Von der Ferne oder auf einer Abbildung betrachtet, beginnen die Bilder zu pulsieren, da unser Auge die enge Reihung gleichförmiger Elemente als Flimmern wahrnimmt. Auf den Werken, die nur aus schwarzen Streifen aufgebaut sind, erscheinen durch die leicht variierenden Abstände Geisterbilder von Strukturen, während in den mit Magenta, Coelinblau oder Zitronengelb untermalten, mit schwarzen und weißen Streifen versehenen Bildern das Flimmern mit einer diffusen Wahrnehmung der Grundfarbe in den ausgesparten Zwischenräumen verbunden ist. Noch komplizierter wird es, wenn wir der Malerei ganz nah kommen, im Blick auf das Detail die klare Gliederung und den rapporthaften Aufbau im wahrsten Sinn aus den Augen verlieren. Statt der Regel rückt nun die Abweichung ins Zentrum der Aufmerksamkeit. Plötzlich sehen wir, wie deutlich die Breite der Zwischenräume variieren und wie wenig gerade die Ränder der Streifen tatsächlich verlaufen. Aber wir müssen nur ein paar Schritte zurücktreten, das Ganze ins Auge fassen und schon wieder gewinnt die geometrische Struktur die Oberhand. What you see is what you see? Was bedeutet das, wenn sich das, was wir sehen, je nach Nähe zum Bild oder Entfernung von ihm verändert?

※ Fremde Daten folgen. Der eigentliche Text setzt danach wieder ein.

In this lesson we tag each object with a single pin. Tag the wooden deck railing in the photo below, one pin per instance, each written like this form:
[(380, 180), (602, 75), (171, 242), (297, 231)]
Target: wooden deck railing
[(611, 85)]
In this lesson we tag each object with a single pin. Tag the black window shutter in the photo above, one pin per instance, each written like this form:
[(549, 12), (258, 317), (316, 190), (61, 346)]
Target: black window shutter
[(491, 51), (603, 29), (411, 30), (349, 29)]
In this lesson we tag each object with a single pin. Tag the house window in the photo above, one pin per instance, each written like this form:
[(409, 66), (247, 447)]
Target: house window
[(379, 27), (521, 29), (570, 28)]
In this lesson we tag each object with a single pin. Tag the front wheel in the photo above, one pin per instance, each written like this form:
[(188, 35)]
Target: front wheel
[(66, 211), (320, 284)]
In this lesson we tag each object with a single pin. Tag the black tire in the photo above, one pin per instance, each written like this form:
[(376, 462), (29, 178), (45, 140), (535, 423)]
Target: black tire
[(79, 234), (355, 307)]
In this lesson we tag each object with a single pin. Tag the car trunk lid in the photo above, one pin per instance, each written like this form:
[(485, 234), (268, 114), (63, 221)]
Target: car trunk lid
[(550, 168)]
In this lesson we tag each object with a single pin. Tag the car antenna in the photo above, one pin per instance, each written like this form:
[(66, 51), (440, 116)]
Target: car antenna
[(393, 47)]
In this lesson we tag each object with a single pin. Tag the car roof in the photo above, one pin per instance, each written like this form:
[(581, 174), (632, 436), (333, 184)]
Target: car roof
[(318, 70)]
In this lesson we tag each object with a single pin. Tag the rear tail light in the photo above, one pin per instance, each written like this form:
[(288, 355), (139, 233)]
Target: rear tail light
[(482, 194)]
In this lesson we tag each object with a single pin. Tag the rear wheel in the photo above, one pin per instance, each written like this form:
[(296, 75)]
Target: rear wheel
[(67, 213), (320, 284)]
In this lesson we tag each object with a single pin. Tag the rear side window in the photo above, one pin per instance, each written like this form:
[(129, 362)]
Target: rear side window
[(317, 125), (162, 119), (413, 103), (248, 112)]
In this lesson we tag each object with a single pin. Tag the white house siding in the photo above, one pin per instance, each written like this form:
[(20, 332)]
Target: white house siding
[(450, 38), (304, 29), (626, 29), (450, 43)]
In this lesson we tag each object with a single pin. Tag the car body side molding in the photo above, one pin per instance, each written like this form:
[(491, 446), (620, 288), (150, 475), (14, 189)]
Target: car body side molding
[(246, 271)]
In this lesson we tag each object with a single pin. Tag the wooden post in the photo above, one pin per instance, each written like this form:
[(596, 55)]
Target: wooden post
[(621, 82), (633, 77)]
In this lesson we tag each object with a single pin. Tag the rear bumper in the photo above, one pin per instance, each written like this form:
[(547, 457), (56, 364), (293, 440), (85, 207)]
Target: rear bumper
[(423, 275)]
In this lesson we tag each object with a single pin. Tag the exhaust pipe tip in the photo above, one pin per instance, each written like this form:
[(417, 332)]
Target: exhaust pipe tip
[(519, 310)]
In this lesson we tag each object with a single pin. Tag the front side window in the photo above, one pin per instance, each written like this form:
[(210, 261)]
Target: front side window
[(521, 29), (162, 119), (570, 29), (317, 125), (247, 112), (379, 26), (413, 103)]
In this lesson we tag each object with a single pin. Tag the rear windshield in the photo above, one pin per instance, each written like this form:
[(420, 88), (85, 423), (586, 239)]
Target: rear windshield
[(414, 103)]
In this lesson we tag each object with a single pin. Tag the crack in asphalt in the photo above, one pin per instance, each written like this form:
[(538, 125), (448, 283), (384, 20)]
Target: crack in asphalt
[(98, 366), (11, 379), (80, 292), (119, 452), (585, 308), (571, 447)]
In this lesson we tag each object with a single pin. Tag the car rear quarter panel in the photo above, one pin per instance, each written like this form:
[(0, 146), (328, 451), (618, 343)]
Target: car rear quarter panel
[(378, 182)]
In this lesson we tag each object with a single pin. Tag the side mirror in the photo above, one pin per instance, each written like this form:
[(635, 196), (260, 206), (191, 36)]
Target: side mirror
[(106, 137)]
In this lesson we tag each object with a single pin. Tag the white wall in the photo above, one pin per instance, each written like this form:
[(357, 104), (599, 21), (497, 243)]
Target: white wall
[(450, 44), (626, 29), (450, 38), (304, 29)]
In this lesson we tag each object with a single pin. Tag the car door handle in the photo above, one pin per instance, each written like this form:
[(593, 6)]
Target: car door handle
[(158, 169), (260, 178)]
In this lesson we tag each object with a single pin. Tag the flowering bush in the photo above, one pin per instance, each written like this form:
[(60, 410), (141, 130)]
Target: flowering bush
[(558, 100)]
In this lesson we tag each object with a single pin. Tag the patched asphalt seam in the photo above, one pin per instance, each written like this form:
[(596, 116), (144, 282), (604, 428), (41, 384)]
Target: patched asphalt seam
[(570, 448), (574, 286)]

Die Bilder von Holger Endres verführen die Betrachter zu einer anderen Art von Sehen. Nur wer sich vor ihnen bewegt, den Ort des eigenen Körpers im Raum verändert, wird bemerken, wie sich die Gewichtungen von Regel und Abweichung verschieben. Die Malerei bindet das Sehen zurück an den Körper. Der Prozess des Malens der Bilder findet ein fernes Echo im Rezeptionsprozess. Zwar wird kein Betrachter die schrittweise Entstehung des Bildes nachvollziehen, wie der Künstler einen Strich nach dem anderen von oben bis unten verfolgen, aber – sei es bewusst oder unbewusst – vermittelt das Sichtbare ihm das, was gar nicht zu sehen ist, einen anderen Begriff von Zeit. Wenn Holger Endres an einem Wandbild arbeitet, malt er im Schnitt 10 Stunden am Tag, in denen er mit höchster Konzentration einen Farbstreifen nach dem anderen, frei Hand auf die Wand aufträgt. Es ist eine Art Performance ohne Zuschauer. Die körperliche Anstrengung, die Wiederholung der immer gleichen Handlung und nicht zuletzt das Fokussieren der eigenen Hand mit dem Pinsel verändern Bewusstsein und Wahrnehmung. Es entsteht, wie er es ausdrückt, Energie. In der Malerei auf der Wand verdichtet sich das Nacheinander zur Gleichzeitigkeit, wird zum Bild erlebter Zeit, Lebenszeit. Die visuelle Information ist das eine, schwarze und weiße Streifen auf Magenta – mehr nicht. Sehen ist etwas anderes. What you see is what you see.